1-1 Il appartient au syndicat des copropriétaires, qui réclame l’exécution de ses obligations par M. [N] sur le fondement des articles 10, 14-1 et 14-2 de la loi du 10 juillet 1965, de les prouver.
Il réclame la somme de 9 354,35 € représentant les charges et provisions dues au 13 novembre 2024, en ce compris l’appel de fonds du 1er octobre 2024.
Le syndicat des copropriétaires justifie que Monsieur [Z] [N] est bien propriétaire des lots n°4 (appartement), 34 (cellier) et 64 (parking) au sein de la copropriété de la Résidence des [Etablissement 1].
ll verse aux débats les procès-verbaux des assemblées générales ordinaires du 29/06/2016, du 25/10/2017, du 17/04/2019, du 25/01/2021, du 05/03/2021 du 19/07/2021, du 20/06/2022, du 16/02/2023, et du 04/03/2024, approuvant les comptes de l’exercice clôturé, donnant quitus au syndic, ajustant le budget de l’exercice en cours, approuvant le budget prévisionnel, déterminant le montant de la cotisation au fonds de travaux et votant les travaux ; le relevé général des charges ; les différents appels de charges envoyés à M. [N] et un décompte actualisé des sommes dues au 13 novembre 2024, les décomptes précédents en date des 10 janvier 2022 et 4 mars 2024, ainsi qu’un décompte de l’huissier chargé de l’exécution du jugement du 25 novembre 2016 établi le 21 mars 2024.
L’approbation des comptes du syndic par l’assemblée générale rend certaine, liquide et exigible la créance du syndicat des copropriétaires relative à chaque quote-part de charges.
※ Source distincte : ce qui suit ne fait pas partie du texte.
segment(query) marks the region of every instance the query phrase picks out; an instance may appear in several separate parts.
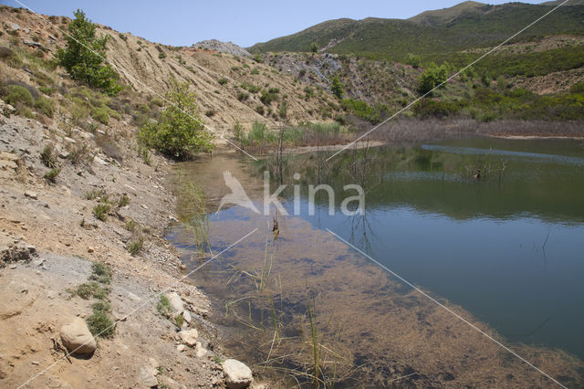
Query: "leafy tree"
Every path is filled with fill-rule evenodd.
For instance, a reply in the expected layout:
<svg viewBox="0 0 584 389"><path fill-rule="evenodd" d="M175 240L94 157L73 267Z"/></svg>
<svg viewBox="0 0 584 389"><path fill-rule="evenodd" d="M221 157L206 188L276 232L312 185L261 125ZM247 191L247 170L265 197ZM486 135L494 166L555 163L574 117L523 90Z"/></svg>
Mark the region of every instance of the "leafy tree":
<svg viewBox="0 0 584 389"><path fill-rule="evenodd" d="M423 73L422 73L422 76L420 76L418 92L421 95L424 95L446 79L448 79L448 65L443 64L437 66L432 63L426 68Z"/></svg>
<svg viewBox="0 0 584 389"><path fill-rule="evenodd" d="M332 78L332 85L330 86L332 94L337 96L338 99L341 99L345 94L344 88L345 86L340 82L340 79L339 79L339 76L335 74L335 77Z"/></svg>
<svg viewBox="0 0 584 389"><path fill-rule="evenodd" d="M422 68L422 58L415 54L408 54L405 58L405 63L412 66L415 68Z"/></svg>
<svg viewBox="0 0 584 389"><path fill-rule="evenodd" d="M172 84L165 98L172 104L162 113L158 122L142 126L139 140L179 160L187 159L192 152L210 151L212 135L198 114L195 93L189 91L188 82L180 83L173 79Z"/></svg>
<svg viewBox="0 0 584 389"><path fill-rule="evenodd" d="M68 24L65 37L67 47L57 52L58 64L65 68L72 79L88 83L109 95L116 95L122 87L117 83L118 73L103 64L109 36L96 37L96 26L80 9Z"/></svg>

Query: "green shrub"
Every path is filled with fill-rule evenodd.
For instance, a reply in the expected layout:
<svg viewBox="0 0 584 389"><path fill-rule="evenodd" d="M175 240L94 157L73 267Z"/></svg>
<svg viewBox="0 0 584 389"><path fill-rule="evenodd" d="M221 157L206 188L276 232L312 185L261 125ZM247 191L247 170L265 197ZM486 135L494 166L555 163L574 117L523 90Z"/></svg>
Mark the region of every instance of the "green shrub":
<svg viewBox="0 0 584 389"><path fill-rule="evenodd" d="M142 126L140 142L176 159L186 159L192 152L210 151L212 135L197 113L195 99L196 95L189 91L188 82L179 83L172 79L166 100L173 105L162 113L158 122L147 122Z"/></svg>
<svg viewBox="0 0 584 389"><path fill-rule="evenodd" d="M168 300L168 297L163 294L161 295L161 300L158 301L156 305L156 310L162 316L169 316L171 314L171 301Z"/></svg>
<svg viewBox="0 0 584 389"><path fill-rule="evenodd" d="M53 100L44 96L39 96L38 99L36 99L36 101L35 101L35 108L40 110L41 112L49 118L52 118L53 113L55 112Z"/></svg>
<svg viewBox="0 0 584 389"><path fill-rule="evenodd" d="M43 164L50 169L57 167L57 152L55 152L55 146L51 143L46 144L43 151L40 153L40 161Z"/></svg>
<svg viewBox="0 0 584 389"><path fill-rule="evenodd" d="M22 103L26 106L32 106L34 103L33 95L25 87L20 85L9 85L8 95L5 99L10 105L16 105L16 103Z"/></svg>
<svg viewBox="0 0 584 389"><path fill-rule="evenodd" d="M337 99L342 99L345 94L345 86L340 82L340 79L339 79L338 75L332 78L332 82L330 85L330 90L332 94L337 97Z"/></svg>
<svg viewBox="0 0 584 389"><path fill-rule="evenodd" d="M421 95L430 93L431 90L446 81L447 79L448 67L445 64L441 66L433 63L430 64L420 76L420 79L418 80L418 93ZM443 85L442 87L443 87Z"/></svg>
<svg viewBox="0 0 584 389"><path fill-rule="evenodd" d="M49 183L55 184L55 181L57 180L57 176L58 175L59 173L61 173L60 167L53 168L45 174L45 179Z"/></svg>
<svg viewBox="0 0 584 389"><path fill-rule="evenodd" d="M101 284L110 284L113 271L111 267L103 262L94 262L91 265L91 275L89 279L99 282Z"/></svg>
<svg viewBox="0 0 584 389"><path fill-rule="evenodd" d="M94 310L93 314L86 319L89 331L93 336L111 338L115 333L115 325L103 310Z"/></svg>
<svg viewBox="0 0 584 389"><path fill-rule="evenodd" d="M108 220L108 213L111 209L109 204L98 204L93 207L93 215L99 220L105 222Z"/></svg>
<svg viewBox="0 0 584 389"><path fill-rule="evenodd" d="M94 108L91 110L91 117L101 124L108 125L110 122L110 114L103 108Z"/></svg>
<svg viewBox="0 0 584 389"><path fill-rule="evenodd" d="M67 47L57 52L58 64L65 68L74 79L87 82L109 95L116 95L122 87L117 83L118 74L108 64L106 58L107 43L110 36L96 37L96 26L78 9L75 19L68 26L68 35L65 37Z"/></svg>
<svg viewBox="0 0 584 389"><path fill-rule="evenodd" d="M137 239L131 242L129 242L128 245L126 246L126 248L128 249L128 252L130 255L135 256L142 249L143 247L144 247L144 238L142 237L140 237Z"/></svg>
<svg viewBox="0 0 584 389"><path fill-rule="evenodd" d="M38 90L40 90L47 96L51 96L53 94L53 89L49 87L39 87Z"/></svg>

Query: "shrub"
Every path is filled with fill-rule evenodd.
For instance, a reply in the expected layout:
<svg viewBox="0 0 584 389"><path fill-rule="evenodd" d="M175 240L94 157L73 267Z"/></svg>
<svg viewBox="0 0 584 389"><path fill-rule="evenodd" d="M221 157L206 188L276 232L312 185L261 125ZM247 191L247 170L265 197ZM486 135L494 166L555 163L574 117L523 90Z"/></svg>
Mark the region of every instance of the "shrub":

Le copropriétaire qui n’a pas contesté la décision de l’assemblée générale ayant approuvé les comptes dans les délais prévus à l’article 42 alinéa 2 de la loi n°65-557 du 10 juillet 1965 n’est pas fondé à refuser de payer les sommes qui lui sont réclamées.
Le décompte soumis au premier juge, arrêté au 19 mars 2024, faisait apparaître un solde débiteur de 8586,60 €, en ce compris les frais de recouvrement pour 382 €.
Le tribunal, au vu des pièces produites par M. [N], de l’extrait de compte copropriétaire du 21 avril 2022 et du décompte de l’huissier chargé du recouvrement de la condamnation du 25 novembre 2016, a pris en compte divers versements effectués par M. [N] en 2019 et 2020 et non mentionnés dans le décompte qui lui était soumis pour la somme totale de 2341€.
Pour contester cette déduction opérée par le tribunal, le Syndicat des copropriétaires fait valoir que le décompte actualisé du 19 mars 2024 ne prenait pas en compte les condamnations prononcées en 2016, les sommes objet de cette décision ayant été entièrement réglées, et que sa demande devant le tribunal judiciaire était déjà expurgée des sommes relatives à cette procédure ainsi que sollicité par la juridiction dans sa décision de renvoi.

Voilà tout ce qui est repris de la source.